Le juge en chef Jackett, au nom de la Cour d’appel fédérale, a insisté sur les premiers et les derniers mots du par. 36(1):

Dans le mémoire descriptif, le demandeur doit décrire de façon exacte et complète l’invention et son application ou exploitation, telles que les a conçues l’inventeur, ..; il doit particulièrement indiquer et distinctement revendiquer la partie, le perfectionnement ou la combinaison qu’il réclame comme son invention.

Dans un renvoi de mauvais augure, marqué «N.B.», le Juge en chef affirme que les mots «dans des termes complets, clairs, concis et exacts qui permettent à toute personne versée dans l’art ou la science dont relève l’invention, ou dans l’art ou la science qui s’en rapproche le plus» qu’on trouve vers le milieu du par. 36(1) s’appliquent uniquement à l’exigence que le demandeur doit «exposer clairement les diverses phases d’un procédé, ou le mode de construction, de confection, de composition ou d’utilisation d’une machine, d’un objet manufacturé ou d’un composé de matières ... de confectionner, construire, composer ou utiliser l’objet de l’invention». Il renvoie ensuite à la définition du mot «invention» de l’art. 2 de la Loi sur les brevets, soit:

2. Dans la présente loi, ainsi que dans tout règlement ou règle établie, ou ordonnance rendue, sous son autorité,

[…]

«invention» signifie toute réalisation, tout procédé, toute machine, fabrication ou composition de matières,

[Page 516]

ainsi qu’un perfectionnement quelconque de l’un des susdits, présentant le caractère de la nouveauté et de l’utilité;

Le Juge en chef a conclu que dans le cas d’une invention de produit, comme il a jugé que c’était le cas en l’espèce, «l’invention» doit, à cause de sa définition être une «composition de matières ainsi qu’un ... perfectionnement quelconque ... présentant . . . de l’utilité». Après avoir affirmé que le savant juge de première instance avait correctement décrit l’invention, le Juge en chef poursuit:

A notre avis, compte tenu du but évident de l’article 36 qui vise à rendre accessible au public (en contrepartie du monopole) tous les aspects de l’invention (au sens de l’article 2 de la Loi sur les brevets) et particulièrement son utilité, le demandeur ne se conforme à cet article que si, dans son mémoire descriptif, il revendique distinctement «la partie, le perfectionnement ou la combinaison qu’il réclame» avoir «décrit d’une façon exacte et complète», entre autre son utilité.

Il dit encore:

D’après le «mémoire descriptif», le long plaidoyer et les références à la preuve abondante, il semble que l’invention porte sur l’emploi de particules de bois obtenues par tronçonnage et aux bouts effilés dans les grandeurs mentionnées pour la fabrication de panneaux de fibre, ce qui donne des panneaux relativement bon marché, assez solides pour servir dans la construction, parce que les fibres sont peu endommagées et parce que l’effilage des bouts des particules réduit la quantité de résine nécessaire (substance coûteuse) et enfin grâce au chevauchement découlant de cet effilage.

Et il conclut:

A notre avis, bien que la réduction des dommages subis par les fibres de bois, en tant qu’utilité réalisée par «l’invention», soit «distinctement» revendiquée par le brevet (voir page 1 de l’exemplaire imprimé), l’utilité de la combinaison du tronçonnage au moyen duquel elle est réalisée et l’effilage des bouts des particules ne peut être découverte que par une étude intensive du brevet, si tant est qu’elle le soit.
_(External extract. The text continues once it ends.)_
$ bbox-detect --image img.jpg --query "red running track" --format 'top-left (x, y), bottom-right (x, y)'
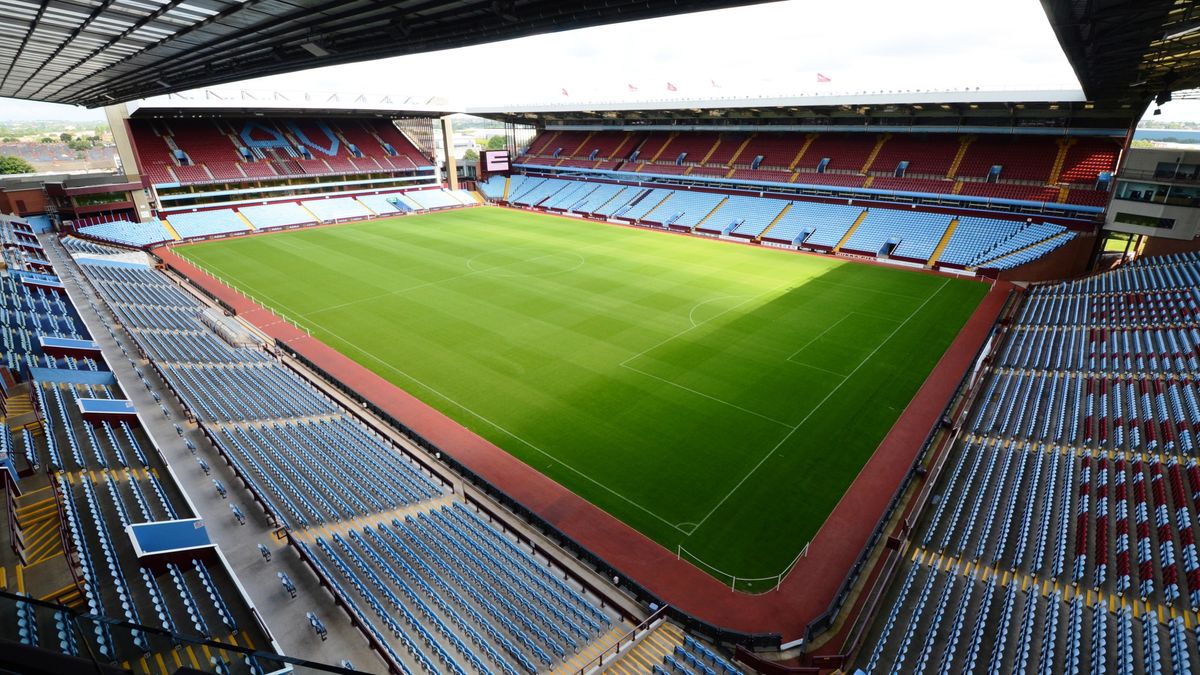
top-left (154, 244), bottom-right (1012, 642)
La principale référence qui y soit faite se trouve à la colonne 8 (sur 16 colonnes) dans l’examen d’une application particulière de (d’invention». A notre avis, cela ne constitue pas une indication distincte de l’utilité réelle de l’invention en question qui porterait cette dernière à l’attention du public de la façon exigée par l’article 36. En conséquence, la Loi sur les brevets ne confère pas un monopole de l’invention.

[Page 517]

L’appelante soutient que la Cour d’appel a commis sept erreurs fondamentales: (i) en ne se rendant pas compte que le mémoire descriptif ne s’adresse pas au public en général mais aux ouvriers moyennement versés dans l’art; (ii) en confondant les caractéristiques d’une invention définie à l’art. 2 de la Loi sur les brevets, l’article des définitions, avec l’exigence, énoncée au par. 36(1) de la Loi, selon laquelle le requérant doit décrire de façon exacte et complète l’invention et son application ou exploitation, telles que les a conçues l’inventeur; (iii) en interprétant mal le par. 36(1) de façon à exiger que les caractéristiques de brevetabilité soient énoncées dans le mémoire descriptif du brevet, soit la nouveauté, l’ingéniosité et l’utilité; (iv) en confondant l’utilité d’une invention avec son principe ou son effet; (v) en ne considérant pas l’ensemble du mémoire descriptif pour décider s’il se conformait au par. 36(1); (vi) en adoptant une attitude beaucoup trop formaliste pour juger si le mémoire descriptif était conforme au par. 36(1) de la Loi; (vii) en ne tenant pas compte du témoignage de personnes versées dans l’art quant à la conformité du mémoire descriptif.

VI

L’article 36 de la Loi sur les brevets est le pivot de tout le système des brevets. La description de l’invention qui y est faite est la raison pour laquelle l’inventeur obtient un monopole sur l’invention pour un certain nombre d’années. Comme le souligne Fox dans Canadian Patent Law and Practice (4e éd.), à la p. 163, l’octroi d’un brevet est une sorte de marché entre l’inventeur d’une part et Sa Majesté, agissant pour le public, d’autre part. L’octroi a deux considérations: [TRADUCTION] «la première, c’est qu’il doit y avoir une invention nouvelle et utile, la seconde, l’inventeur doit, en contrepartie de l’octroi du brevet, fournir au public une description adéquate de l’invention comportant des détails assez complets et précis pour qu’un ouvrier, versé dans l’art auquel l’invention appartient, puisse construire ou exploiter l’invention après la fin du monopole.» La description dont parle Fox est celle qui est exigée par l’art. 36 de la Loi sur les brevets.

[Page 518]

On ne peut dire que la rédaction de l’art. 36 est heureuse. Elle donne l’impression d’être un brassage d’idées glanées au hasard plutôt qu’un effort pour énoncer, de façon concise et précise, un ou des principes directeurs. C’est peut-être explicable parce que l’article est le fruit de modifications successives au cours des années. Ce texte ne se prête tout simplement pas à une interprétation serrée et littérale. Il est et on doit le lire comme un énoncé du législateur, en termes généraux, de ce que le demandeur doit révéler à la face du monde avant d’être autorisé à obtenir la concession d’un monopole en vertu d’un brevet.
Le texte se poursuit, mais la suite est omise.